Your isomorphism holds in general. Namely if $N$ is a $R$-module with the action of a finite group $G$ and if $f\in R$, then $R_f\otimes N^G=(N_f)^G$ as submodules of $N_f$. Indeed $R_f\otimes N^G\subset (N_f)^G$ is clear. Conversely, suppose $v=x/f^n\in (N_f)^G$. For any $\sigma\in G$, we have $\sigma(x)/f^n=x/f^n$. So $f^m(\sigma(x)-x)=0$ for some $m\in \mathbb N$ (depending on $\sigma$). As $G$ is finite, there is an $m_0$ big enough such that $f^{m_0}(\sigma(x)-x)=0$ for all $\sigma\in G$. Then $f^{m_0}x\in N^G$ and $v=f^{m_0}x/f^{n+m_0}\in R_f\otimes N^G.$
Of course, if $R$ is a domain $N$ has no $R$-torsion ($fx=0$ with $f\in R$ and $x\in N$ implies $f=0$ or $x=0$), then the proof is much simpler and we don't need the finiteness of $G$.
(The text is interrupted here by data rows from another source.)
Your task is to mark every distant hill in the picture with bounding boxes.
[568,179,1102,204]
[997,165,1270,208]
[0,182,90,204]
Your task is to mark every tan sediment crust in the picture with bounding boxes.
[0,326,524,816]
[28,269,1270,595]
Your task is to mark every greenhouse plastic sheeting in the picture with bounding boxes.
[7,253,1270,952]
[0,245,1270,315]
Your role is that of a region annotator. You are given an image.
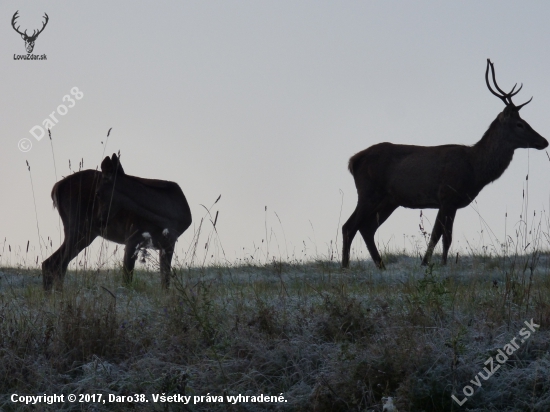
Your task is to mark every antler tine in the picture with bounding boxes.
[485,59,509,106]
[11,10,27,35]
[36,13,50,35]
[516,96,533,111]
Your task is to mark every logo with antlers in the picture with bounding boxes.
[11,10,50,53]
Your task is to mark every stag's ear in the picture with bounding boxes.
[111,153,124,175]
[101,156,115,179]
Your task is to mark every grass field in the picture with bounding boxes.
[0,249,550,412]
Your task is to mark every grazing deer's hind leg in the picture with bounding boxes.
[342,206,359,268]
[42,229,96,291]
[342,188,381,268]
[359,204,397,269]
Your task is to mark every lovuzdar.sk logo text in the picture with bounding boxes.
[11,10,50,60]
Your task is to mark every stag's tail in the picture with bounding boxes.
[52,181,61,209]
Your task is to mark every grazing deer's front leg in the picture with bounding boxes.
[159,245,174,289]
[122,233,143,284]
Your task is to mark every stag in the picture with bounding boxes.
[342,59,548,269]
[11,10,50,53]
[42,154,191,290]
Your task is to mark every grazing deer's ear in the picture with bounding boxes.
[101,156,114,179]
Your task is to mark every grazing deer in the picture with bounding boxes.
[342,59,548,268]
[11,10,50,53]
[42,154,191,290]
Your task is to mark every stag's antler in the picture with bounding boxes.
[11,10,27,36]
[31,13,49,39]
[485,59,533,111]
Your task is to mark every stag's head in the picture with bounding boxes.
[485,59,548,150]
[96,153,125,226]
[11,10,50,53]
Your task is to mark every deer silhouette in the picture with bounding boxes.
[342,59,548,268]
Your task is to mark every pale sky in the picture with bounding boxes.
[0,0,550,263]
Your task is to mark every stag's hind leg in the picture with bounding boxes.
[421,209,456,266]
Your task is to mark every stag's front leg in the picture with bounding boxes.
[441,210,456,265]
[421,209,443,266]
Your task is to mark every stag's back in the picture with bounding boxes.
[348,143,479,208]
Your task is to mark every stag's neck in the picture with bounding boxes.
[473,125,515,187]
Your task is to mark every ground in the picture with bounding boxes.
[0,253,550,412]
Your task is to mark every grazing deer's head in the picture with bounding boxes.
[96,153,124,224]
[485,59,548,150]
[11,10,49,53]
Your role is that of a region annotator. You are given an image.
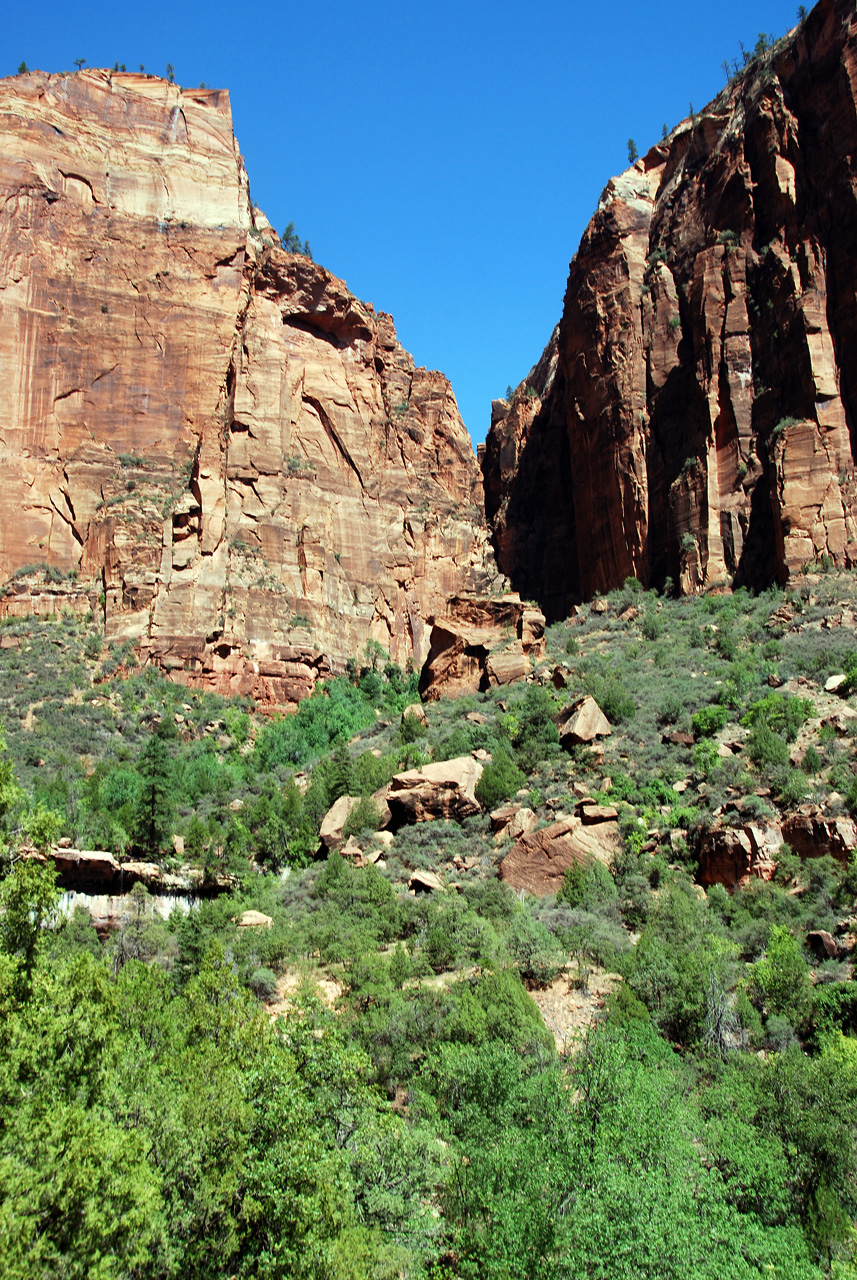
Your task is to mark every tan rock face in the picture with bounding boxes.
[500,817,619,896]
[555,694,613,749]
[697,823,783,890]
[386,755,482,827]
[420,594,545,701]
[484,0,857,621]
[0,72,498,707]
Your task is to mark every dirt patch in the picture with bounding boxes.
[530,969,622,1053]
[265,969,345,1018]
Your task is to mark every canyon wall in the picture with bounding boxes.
[482,0,857,620]
[0,70,498,707]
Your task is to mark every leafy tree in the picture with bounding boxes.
[750,924,812,1025]
[0,858,59,987]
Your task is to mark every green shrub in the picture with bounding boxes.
[343,796,381,840]
[476,750,527,812]
[691,704,729,737]
[747,721,789,769]
[247,968,276,1000]
[741,692,815,742]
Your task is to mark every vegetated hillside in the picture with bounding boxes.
[0,70,498,708]
[0,573,857,1280]
[484,0,857,621]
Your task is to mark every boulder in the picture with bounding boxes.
[783,810,857,867]
[235,911,274,929]
[420,593,545,701]
[408,872,444,893]
[491,806,539,845]
[554,694,613,748]
[500,817,619,897]
[318,796,359,851]
[386,755,482,827]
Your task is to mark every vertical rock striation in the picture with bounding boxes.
[484,0,857,618]
[0,70,498,707]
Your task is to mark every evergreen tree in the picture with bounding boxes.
[134,733,175,856]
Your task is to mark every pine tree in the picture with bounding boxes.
[134,733,175,856]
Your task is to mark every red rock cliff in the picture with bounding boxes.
[484,0,857,618]
[0,72,496,705]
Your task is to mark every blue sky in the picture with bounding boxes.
[0,0,797,440]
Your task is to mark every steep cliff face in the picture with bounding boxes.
[0,72,498,705]
[484,0,857,618]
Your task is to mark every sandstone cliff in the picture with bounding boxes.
[484,0,857,620]
[0,70,496,705]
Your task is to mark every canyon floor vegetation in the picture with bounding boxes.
[0,573,857,1280]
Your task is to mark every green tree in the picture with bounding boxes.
[133,733,175,858]
[280,223,312,260]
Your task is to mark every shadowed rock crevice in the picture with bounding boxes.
[482,0,857,618]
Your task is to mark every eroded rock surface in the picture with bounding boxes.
[499,817,619,896]
[0,70,496,707]
[420,594,545,701]
[697,823,783,890]
[484,0,857,621]
[386,755,482,827]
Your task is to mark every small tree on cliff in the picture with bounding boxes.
[281,223,312,261]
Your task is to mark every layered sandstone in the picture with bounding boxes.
[0,70,496,705]
[484,0,857,620]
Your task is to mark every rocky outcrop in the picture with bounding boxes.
[420,594,545,701]
[696,805,857,890]
[696,823,783,890]
[499,817,619,897]
[484,0,857,621]
[386,755,482,827]
[0,70,496,707]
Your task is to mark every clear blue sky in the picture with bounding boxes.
[6,0,797,440]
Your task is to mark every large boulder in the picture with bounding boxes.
[783,809,857,867]
[386,755,482,827]
[318,796,359,851]
[500,817,619,896]
[554,694,613,749]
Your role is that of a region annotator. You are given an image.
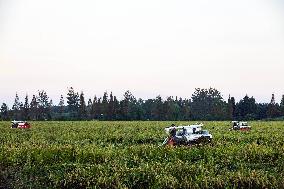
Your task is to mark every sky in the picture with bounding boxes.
[0,0,284,105]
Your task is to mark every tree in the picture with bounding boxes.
[191,88,226,120]
[267,94,280,118]
[280,95,284,116]
[227,95,236,120]
[30,95,39,120]
[37,90,52,120]
[87,98,93,120]
[101,92,109,119]
[236,95,257,120]
[107,92,115,120]
[23,95,30,120]
[12,93,23,120]
[67,87,80,120]
[58,95,65,120]
[0,103,9,121]
[120,91,136,120]
[79,91,87,120]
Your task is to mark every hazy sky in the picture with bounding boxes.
[0,0,284,104]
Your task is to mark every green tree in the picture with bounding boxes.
[79,92,87,120]
[12,93,23,120]
[267,94,280,118]
[101,92,109,119]
[236,95,257,120]
[280,95,284,116]
[0,103,9,121]
[227,96,236,120]
[37,90,52,120]
[191,88,227,120]
[23,95,30,120]
[29,95,39,120]
[58,95,65,120]
[67,87,80,120]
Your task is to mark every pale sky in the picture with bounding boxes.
[0,0,284,104]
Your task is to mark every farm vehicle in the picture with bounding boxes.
[163,124,212,146]
[11,120,31,129]
[232,121,251,131]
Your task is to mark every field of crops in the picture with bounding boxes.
[0,121,284,188]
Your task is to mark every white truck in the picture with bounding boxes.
[232,121,251,131]
[163,124,212,145]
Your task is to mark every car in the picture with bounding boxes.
[11,120,31,129]
[163,124,213,145]
[232,121,251,131]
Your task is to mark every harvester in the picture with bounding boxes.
[11,120,31,129]
[232,121,251,131]
[163,124,212,146]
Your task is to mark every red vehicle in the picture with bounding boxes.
[11,121,31,129]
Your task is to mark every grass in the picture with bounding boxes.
[0,121,284,188]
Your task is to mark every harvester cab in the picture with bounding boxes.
[11,120,31,129]
[163,124,212,145]
[232,121,251,131]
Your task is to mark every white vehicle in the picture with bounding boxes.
[163,124,212,145]
[232,121,251,131]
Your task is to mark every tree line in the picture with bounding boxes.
[0,87,284,120]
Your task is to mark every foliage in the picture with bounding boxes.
[0,121,284,188]
[0,87,284,121]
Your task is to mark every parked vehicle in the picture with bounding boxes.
[163,124,212,145]
[11,120,31,129]
[232,121,251,131]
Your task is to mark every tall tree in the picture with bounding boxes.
[120,90,136,120]
[236,95,257,120]
[67,87,80,120]
[267,94,280,118]
[280,95,284,116]
[23,94,30,120]
[101,92,109,119]
[37,90,52,120]
[0,103,9,121]
[87,98,93,120]
[12,93,23,120]
[79,91,87,120]
[58,95,65,120]
[29,95,39,120]
[227,95,236,120]
[191,88,226,120]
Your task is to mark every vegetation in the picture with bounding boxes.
[0,87,284,121]
[0,121,284,188]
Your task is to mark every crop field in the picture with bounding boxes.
[0,121,284,188]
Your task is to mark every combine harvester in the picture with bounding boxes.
[232,121,251,131]
[163,124,212,146]
[11,120,31,129]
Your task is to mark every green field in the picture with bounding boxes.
[0,121,284,188]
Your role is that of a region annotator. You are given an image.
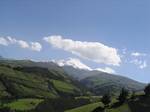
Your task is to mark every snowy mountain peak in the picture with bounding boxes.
[52,58,92,71]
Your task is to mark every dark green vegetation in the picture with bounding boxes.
[0,57,150,112]
[63,66,145,95]
[65,90,150,112]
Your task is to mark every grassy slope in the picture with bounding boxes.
[65,102,131,112]
[4,98,43,110]
[65,102,103,112]
[51,80,79,93]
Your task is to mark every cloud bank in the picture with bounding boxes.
[0,37,42,51]
[131,52,146,57]
[52,58,116,73]
[130,59,147,69]
[44,35,121,66]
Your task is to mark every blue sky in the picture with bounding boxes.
[0,0,150,82]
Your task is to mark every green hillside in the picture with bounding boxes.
[81,72,145,95]
[65,95,150,112]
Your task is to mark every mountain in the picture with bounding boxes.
[0,59,145,96]
[63,66,145,95]
[0,60,87,98]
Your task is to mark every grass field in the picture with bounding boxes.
[4,99,43,110]
[65,102,103,112]
[52,80,78,93]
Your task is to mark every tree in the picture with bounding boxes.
[118,88,129,104]
[144,84,150,96]
[101,94,111,107]
[131,91,136,100]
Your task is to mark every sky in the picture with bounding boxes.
[0,0,150,83]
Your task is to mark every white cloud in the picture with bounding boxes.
[0,36,42,51]
[130,59,147,69]
[95,67,116,73]
[139,61,147,69]
[0,37,8,46]
[131,52,146,57]
[17,40,30,48]
[44,35,121,66]
[31,42,42,51]
[53,58,92,70]
[52,58,116,73]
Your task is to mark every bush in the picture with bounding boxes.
[144,84,150,96]
[118,88,129,104]
[102,94,111,106]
Generalization Let $N, G$ be as above. Let $R\to R'$ be a flat extension. Then $G$ acts naturally on $R'\otimes N$ (trivially on $R'$) and we have
$ R'\otimes_R N^G = (R'\otimes_R N)^G$ as submodules of $R'\otimes N$.
Proof: For any $\sigma\in G$, denote by $\sigma_N : N\to N$ the image of $\sigma$ in $\mathrm{Aut}_R(N)$. We have $N^G=\cap_{\sigma\in G} \ker(\sigma_N - 1).$ As $R'$ is flat and $G$ is finite, $ R'\otimes \cap_{\sigma\in G} \ker(\sigma_N - 1)=\cap_{\sigma\in G} (R'\otimes \ker(\sigma_N-1))=\cap_{\sigma\in G} \ker(\sigma_{R'\otimes N} - 1)=(R'\otimes N)^G.$ Hence $R'\otimes N^G=(R'\otimes N)^G$.